Harold and Mary Cohen : The Papua New Guinea Slide Collection
Object ID:
Papua New Guinea
This Highland tribesman seems to amalgamate articles and decorations from other tribes. Trade store beads are easily available from visiting traders. The chemical dyes of orange, yellow, green and bright blue that he uses on his tall skinny back staff (dancing shield) do not match the colors red, yellow, white, and blue in his many rows of trade store beads that hang from his neck and cover half of his chest. A second part of his back staff is rounded and unpainted. It is surrounded with white chicken feathers. His headdress is composed of human hair that is protected with thin bark coverings or a net. It is painted and further decorated with orange feathers that have been clipped to the same size. Yellow, orange bright blue and bright Kelly green fabrics, shaped into an oval form top the headdress. Behind him, another group performs.

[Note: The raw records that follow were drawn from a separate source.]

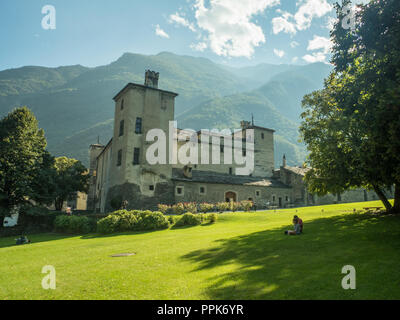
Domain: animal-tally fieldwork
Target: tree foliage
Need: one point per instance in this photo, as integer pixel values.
(28, 172)
(71, 176)
(22, 147)
(352, 125)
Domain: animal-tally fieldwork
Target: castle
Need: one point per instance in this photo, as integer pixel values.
(121, 173)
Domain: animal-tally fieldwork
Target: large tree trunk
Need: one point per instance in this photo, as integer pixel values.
(396, 207)
(58, 203)
(383, 198)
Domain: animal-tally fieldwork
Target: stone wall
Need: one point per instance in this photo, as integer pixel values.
(216, 193)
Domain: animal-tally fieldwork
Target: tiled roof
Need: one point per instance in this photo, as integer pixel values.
(221, 178)
(297, 170)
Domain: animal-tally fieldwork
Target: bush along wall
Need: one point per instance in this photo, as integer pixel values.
(74, 224)
(136, 220)
(192, 207)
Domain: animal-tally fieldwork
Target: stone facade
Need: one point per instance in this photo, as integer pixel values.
(120, 172)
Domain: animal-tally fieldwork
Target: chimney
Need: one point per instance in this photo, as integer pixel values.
(151, 79)
(245, 124)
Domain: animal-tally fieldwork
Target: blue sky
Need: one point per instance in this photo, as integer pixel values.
(234, 32)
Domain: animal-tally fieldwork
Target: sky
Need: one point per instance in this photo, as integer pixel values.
(233, 32)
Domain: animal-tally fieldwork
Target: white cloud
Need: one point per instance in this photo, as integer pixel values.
(279, 53)
(161, 33)
(315, 57)
(230, 31)
(310, 9)
(294, 44)
(282, 24)
(178, 19)
(318, 43)
(302, 19)
(201, 46)
(330, 23)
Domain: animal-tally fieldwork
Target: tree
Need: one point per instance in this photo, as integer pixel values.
(352, 125)
(71, 176)
(22, 146)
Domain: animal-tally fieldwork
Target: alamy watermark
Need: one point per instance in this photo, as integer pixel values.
(49, 20)
(49, 281)
(349, 19)
(349, 281)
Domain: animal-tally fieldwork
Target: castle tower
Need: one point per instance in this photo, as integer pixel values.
(151, 79)
(139, 109)
(94, 152)
(263, 149)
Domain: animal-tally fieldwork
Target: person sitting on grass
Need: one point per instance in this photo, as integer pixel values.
(300, 222)
(297, 228)
(22, 240)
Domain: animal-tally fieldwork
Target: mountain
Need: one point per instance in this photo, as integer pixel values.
(74, 104)
(275, 105)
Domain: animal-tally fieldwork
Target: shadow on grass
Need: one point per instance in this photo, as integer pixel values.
(7, 242)
(270, 265)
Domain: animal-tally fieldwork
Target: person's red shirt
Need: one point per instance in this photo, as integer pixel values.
(301, 224)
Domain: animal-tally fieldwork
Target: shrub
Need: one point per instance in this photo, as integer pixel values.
(164, 208)
(148, 220)
(189, 219)
(247, 205)
(72, 224)
(135, 220)
(116, 202)
(223, 206)
(173, 219)
(108, 224)
(190, 207)
(178, 208)
(127, 222)
(235, 206)
(212, 218)
(206, 207)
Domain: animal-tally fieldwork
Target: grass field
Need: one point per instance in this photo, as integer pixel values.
(242, 256)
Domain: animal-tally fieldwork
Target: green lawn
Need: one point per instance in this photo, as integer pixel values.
(242, 256)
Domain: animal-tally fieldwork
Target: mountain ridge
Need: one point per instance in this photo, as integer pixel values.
(74, 103)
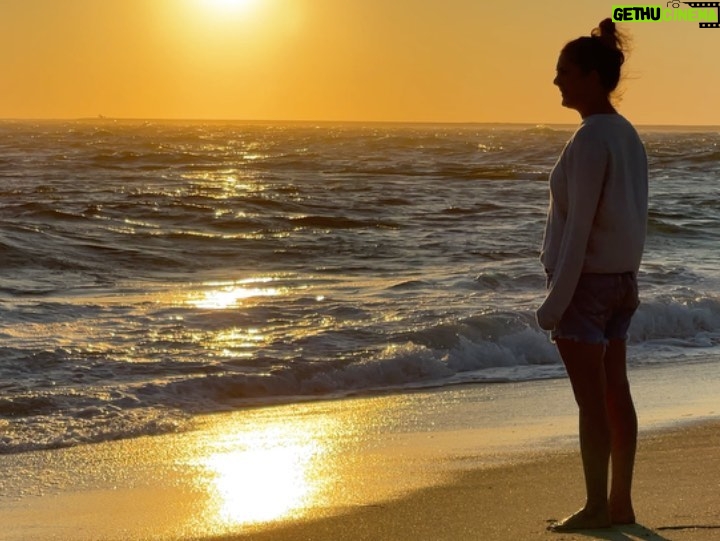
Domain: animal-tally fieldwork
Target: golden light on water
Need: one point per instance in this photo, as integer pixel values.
(223, 295)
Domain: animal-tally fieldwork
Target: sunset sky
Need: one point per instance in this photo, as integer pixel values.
(358, 60)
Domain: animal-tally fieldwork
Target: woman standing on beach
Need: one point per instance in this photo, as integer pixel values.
(593, 245)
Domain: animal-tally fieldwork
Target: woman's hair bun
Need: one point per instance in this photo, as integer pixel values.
(607, 33)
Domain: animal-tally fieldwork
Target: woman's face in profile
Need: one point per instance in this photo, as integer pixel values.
(575, 86)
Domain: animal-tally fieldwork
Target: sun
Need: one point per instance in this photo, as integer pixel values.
(230, 6)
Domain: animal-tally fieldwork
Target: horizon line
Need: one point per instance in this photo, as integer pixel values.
(315, 121)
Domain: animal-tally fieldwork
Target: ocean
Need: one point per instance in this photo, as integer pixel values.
(154, 271)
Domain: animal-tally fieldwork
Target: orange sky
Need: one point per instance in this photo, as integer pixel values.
(366, 60)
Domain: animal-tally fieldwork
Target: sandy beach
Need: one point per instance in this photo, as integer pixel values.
(488, 462)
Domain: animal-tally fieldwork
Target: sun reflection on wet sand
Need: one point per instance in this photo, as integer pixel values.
(268, 470)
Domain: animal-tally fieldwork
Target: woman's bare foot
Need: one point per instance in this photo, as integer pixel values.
(622, 517)
(621, 510)
(584, 519)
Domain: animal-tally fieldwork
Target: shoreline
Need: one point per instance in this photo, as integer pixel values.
(491, 462)
(676, 485)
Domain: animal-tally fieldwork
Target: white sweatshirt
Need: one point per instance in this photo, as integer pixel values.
(598, 209)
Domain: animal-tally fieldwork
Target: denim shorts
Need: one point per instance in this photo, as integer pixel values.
(600, 310)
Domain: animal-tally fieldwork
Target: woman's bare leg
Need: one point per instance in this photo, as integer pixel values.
(623, 427)
(586, 368)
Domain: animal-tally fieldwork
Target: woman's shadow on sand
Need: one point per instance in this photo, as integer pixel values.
(632, 532)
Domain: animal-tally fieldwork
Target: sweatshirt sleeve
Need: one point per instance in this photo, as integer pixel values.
(585, 166)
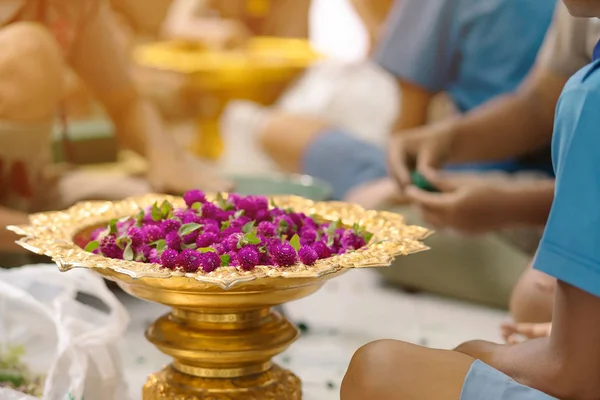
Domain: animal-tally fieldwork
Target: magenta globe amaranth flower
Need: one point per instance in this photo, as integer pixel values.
(152, 233)
(239, 231)
(173, 241)
(109, 247)
(209, 261)
(307, 255)
(206, 239)
(322, 250)
(168, 259)
(170, 225)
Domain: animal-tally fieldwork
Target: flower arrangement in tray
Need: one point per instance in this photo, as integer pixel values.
(237, 231)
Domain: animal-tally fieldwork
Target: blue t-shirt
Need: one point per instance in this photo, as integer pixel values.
(472, 49)
(570, 247)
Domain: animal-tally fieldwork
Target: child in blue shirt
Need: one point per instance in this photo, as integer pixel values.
(564, 365)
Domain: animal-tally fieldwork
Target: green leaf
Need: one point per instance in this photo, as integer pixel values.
(225, 258)
(282, 225)
(91, 246)
(251, 238)
(128, 254)
(160, 245)
(166, 208)
(189, 228)
(248, 227)
(295, 242)
(156, 212)
(224, 204)
(239, 213)
(112, 227)
(123, 241)
(139, 218)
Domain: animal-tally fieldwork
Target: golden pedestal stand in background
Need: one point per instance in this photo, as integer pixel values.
(221, 332)
(258, 72)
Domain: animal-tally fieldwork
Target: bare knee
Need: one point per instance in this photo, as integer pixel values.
(31, 73)
(370, 369)
(532, 299)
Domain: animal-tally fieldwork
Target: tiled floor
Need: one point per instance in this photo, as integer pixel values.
(345, 314)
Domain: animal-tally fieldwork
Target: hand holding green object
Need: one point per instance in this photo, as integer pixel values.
(422, 183)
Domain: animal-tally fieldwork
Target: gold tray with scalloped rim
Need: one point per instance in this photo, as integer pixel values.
(222, 331)
(56, 234)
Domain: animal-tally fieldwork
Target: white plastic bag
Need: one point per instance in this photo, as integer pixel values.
(73, 344)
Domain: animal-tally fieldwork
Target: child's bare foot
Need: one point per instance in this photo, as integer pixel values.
(516, 333)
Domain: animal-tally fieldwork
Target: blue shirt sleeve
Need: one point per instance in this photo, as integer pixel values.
(570, 247)
(420, 42)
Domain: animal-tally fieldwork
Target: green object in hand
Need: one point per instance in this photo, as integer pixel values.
(419, 181)
(11, 376)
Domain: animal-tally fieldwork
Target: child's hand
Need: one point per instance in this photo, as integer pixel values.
(516, 333)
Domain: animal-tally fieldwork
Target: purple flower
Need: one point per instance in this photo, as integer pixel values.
(173, 241)
(308, 235)
(189, 260)
(153, 256)
(308, 255)
(239, 222)
(206, 239)
(248, 257)
(190, 237)
(230, 243)
(210, 226)
(265, 258)
(284, 255)
(152, 233)
(168, 258)
(266, 229)
(96, 233)
(170, 225)
(219, 248)
(109, 248)
(210, 261)
(123, 226)
(210, 210)
(194, 196)
(232, 230)
(233, 261)
(322, 250)
(136, 235)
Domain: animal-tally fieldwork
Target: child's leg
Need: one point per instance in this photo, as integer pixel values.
(532, 298)
(392, 370)
(285, 137)
(31, 81)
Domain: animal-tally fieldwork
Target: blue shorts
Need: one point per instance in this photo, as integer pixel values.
(346, 162)
(485, 382)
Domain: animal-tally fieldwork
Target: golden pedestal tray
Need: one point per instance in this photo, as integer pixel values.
(258, 72)
(221, 332)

Behind him, Men are decorated with wide gray—white and orange clay stripes on their bodies, arms and legs. Painting stripes on the body and arms is a popular form of body art in many tribes in Papua New Guinea, as is the camouflaging of the face — whether by paint or masks. These villagers match their headcaps in the gray—white and orange clays. For many cults, the performers are not supposed to be recognized. They perform at ceremonies, including for paybacks, mokas, and spells to cure sickness traditionally. Highlanders form a column, singing and dancing while playing their kundu hour—glass wooden drum that has no covering piece on its end. Leaves hang from their waist bands.